Mientras conducía de regreso al hospital, Jude no pudo evitar hacer un chiste a su propia costa: «Recuerdo latente del acto sexual —pensó. Igualito que yo.»

En la tienda de regalos del hospital, Tizzie compró un paquete de maquinillas de afeitar desechables, un bote de espuma de afeitar, un frasco de loción para después del afeitado, un cepillo de dientes y un tubo de Colgate. Le apetecía comprarle cosas a Skyler. Miró en un expositor de revistas por si veía algo que pudiera interesarle. ¿
Esquire
? ¿
Vanity Fair
? ¿
Newsweek
? Resultaba extraño. No le habría costado nada escoger revistas para Jude, pues ella conocía sus gustos en cuanto a lectura. Pero Skyler... ¿qué preferiría él? ¿Tendría los mismos gustos que Jude? Le daba la sensación de que no. Miró una y otra vez. Había tanto para elegir... ¿Por qué ninguna de las revistas le resultaba atractiva?

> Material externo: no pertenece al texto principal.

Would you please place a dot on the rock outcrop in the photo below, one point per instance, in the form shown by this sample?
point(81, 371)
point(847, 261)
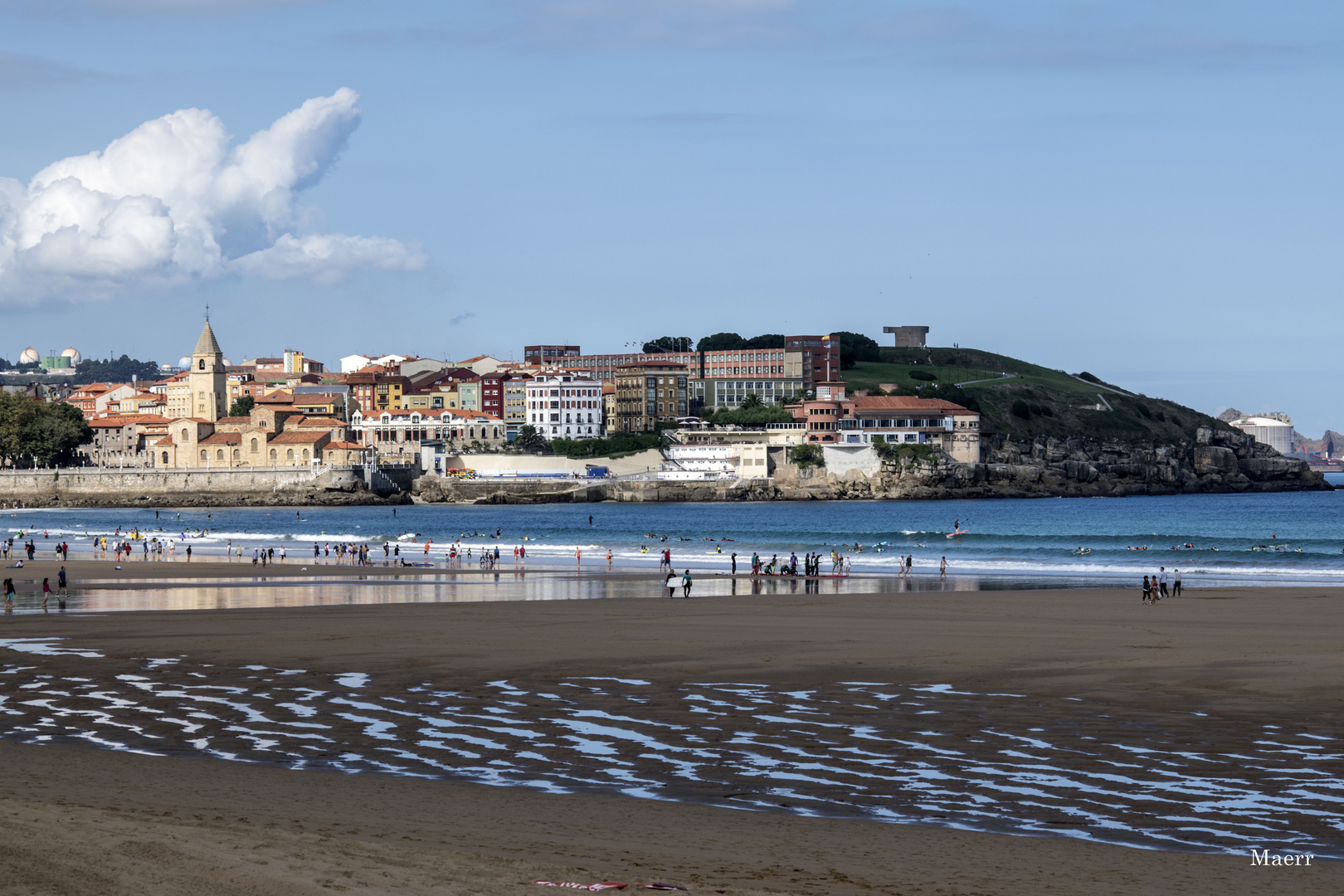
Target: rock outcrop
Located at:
point(1218, 461)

¿Dónde estaría Jude? Se había ido hacía horas. Consultó su reloj. Seis horas, para ser exactos. ¿Qué estaría haciendo? No era que a ella le disgustase quedarse sola con Skyler, pues resultaba estupendo verlo recuperado, volviendo a ser el de siempre. Lo había ayudado a caminar arriba y abajo por el pasillo, y pudo darse cuenta de que, cada vez que lo tocaba, a él prácticamente se le ponía la carne de gallina, lo cual a Tizzie no dejaba de resultarle gratificante.

La cajera sumó el importe de las compras en la caja registradora, lo metió todo en una bolsa, cobró y le devolvió el cambio.

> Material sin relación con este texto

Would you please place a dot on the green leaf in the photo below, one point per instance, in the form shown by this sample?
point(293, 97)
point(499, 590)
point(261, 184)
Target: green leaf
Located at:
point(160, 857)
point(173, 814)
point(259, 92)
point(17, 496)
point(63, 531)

—Muchas gracias —dijo Tizzie.

—Gracias a usted —respondió la muchacha con una sonrisa.

Cuando se volvía, dispuesta a salir, miró fortuitamente hacia la ventana que daba a la calle, donde el sol caía de plano y se reflejaba en las ventanillas de un par de coches. Y de pronto vio algo o, mejor dicho, a alguien, y se quedó petrificada. Ahogó una exclamación. ¿Sería posible? ¿Estarían engañándola sus ojos? Y es que al otro lado de la calle, mirando a uno y otro lado como si se dispusiera a cruzar, había un hombre fornido y con un mechón blanco en el cabello.

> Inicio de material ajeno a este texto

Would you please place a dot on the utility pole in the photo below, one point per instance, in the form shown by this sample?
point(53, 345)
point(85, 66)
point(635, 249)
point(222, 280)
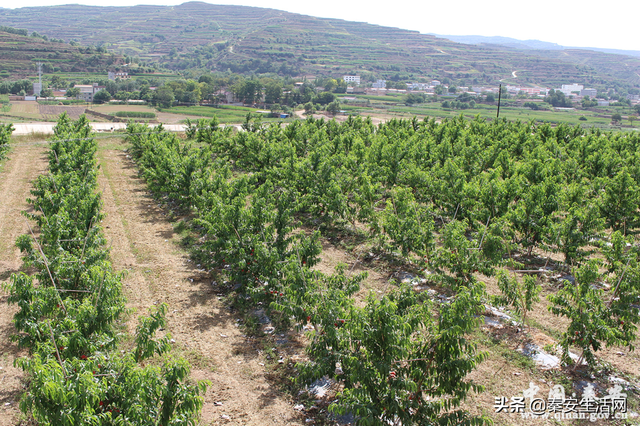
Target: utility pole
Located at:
point(499, 97)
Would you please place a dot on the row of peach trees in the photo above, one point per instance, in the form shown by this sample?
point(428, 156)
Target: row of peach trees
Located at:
point(71, 310)
point(451, 199)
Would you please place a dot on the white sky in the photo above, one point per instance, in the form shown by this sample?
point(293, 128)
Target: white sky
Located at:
point(614, 24)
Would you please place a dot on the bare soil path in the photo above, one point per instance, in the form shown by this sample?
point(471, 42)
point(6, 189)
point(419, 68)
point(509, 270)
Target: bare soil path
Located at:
point(25, 163)
point(144, 243)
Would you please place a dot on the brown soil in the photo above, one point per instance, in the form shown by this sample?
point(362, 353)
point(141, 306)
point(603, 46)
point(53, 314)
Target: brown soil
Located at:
point(52, 112)
point(24, 164)
point(143, 242)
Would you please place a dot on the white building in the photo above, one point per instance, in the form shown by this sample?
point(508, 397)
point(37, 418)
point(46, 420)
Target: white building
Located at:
point(567, 89)
point(352, 79)
point(121, 75)
point(87, 91)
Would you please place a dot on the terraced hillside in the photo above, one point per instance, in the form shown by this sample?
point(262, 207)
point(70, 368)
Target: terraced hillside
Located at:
point(21, 53)
point(249, 39)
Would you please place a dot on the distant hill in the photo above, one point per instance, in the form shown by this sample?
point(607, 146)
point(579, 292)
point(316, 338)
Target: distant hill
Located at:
point(250, 39)
point(530, 44)
point(21, 53)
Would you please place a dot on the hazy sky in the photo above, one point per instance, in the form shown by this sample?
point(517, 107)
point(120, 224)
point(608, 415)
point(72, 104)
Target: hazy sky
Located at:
point(612, 24)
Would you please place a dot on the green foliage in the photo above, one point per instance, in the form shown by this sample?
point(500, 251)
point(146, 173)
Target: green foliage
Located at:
point(5, 137)
point(101, 97)
point(519, 295)
point(398, 363)
point(408, 224)
point(597, 318)
point(460, 195)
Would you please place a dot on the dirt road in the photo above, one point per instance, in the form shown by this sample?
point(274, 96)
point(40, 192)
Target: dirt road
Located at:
point(24, 164)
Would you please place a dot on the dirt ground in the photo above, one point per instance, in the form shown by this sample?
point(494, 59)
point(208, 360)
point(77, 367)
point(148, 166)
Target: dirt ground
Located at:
point(24, 164)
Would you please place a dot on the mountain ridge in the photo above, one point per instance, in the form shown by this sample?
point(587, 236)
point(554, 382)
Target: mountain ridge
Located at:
point(246, 39)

Ella nunca lo había visto antes, pero había oído su descripción de labios de Skyler y de Jude. ¿Podía tratarse de una coincidencia? Tenía el palpito de que no. Y cuanto más miraba al hombre, más convencida estaba de que éste era uno de los ordenanzas.

Dejó caer su bolsa al suelo y, sin hacer caso del sorprendido «¡Eh, oiga!» de la cajera, salió corriendo al pasillo. Siempre a la carrera, dejó atrás la zona de recepción y las oficinas de la planta baja y, por una escalera lateral, subió hasta el tercer piso y abrió de golpe la puerta. Miró rápidamente a ambos lados y echó a correr pasillo abajo en dirección a la habitación de Skyler. Cuando entró, el joven se estaba quedando adormilado.

Tizzie lo sacudió casi con violencia.

—¡Levanta! ¡Aprisa! ¡Tenemos que irnos!

Él la miró sobresaltado y sin entender.

—¡Vamos, de prisa! He visto a uno de esos hombres en la calle. A un ordenanza. ¡Seguro que te anda buscando!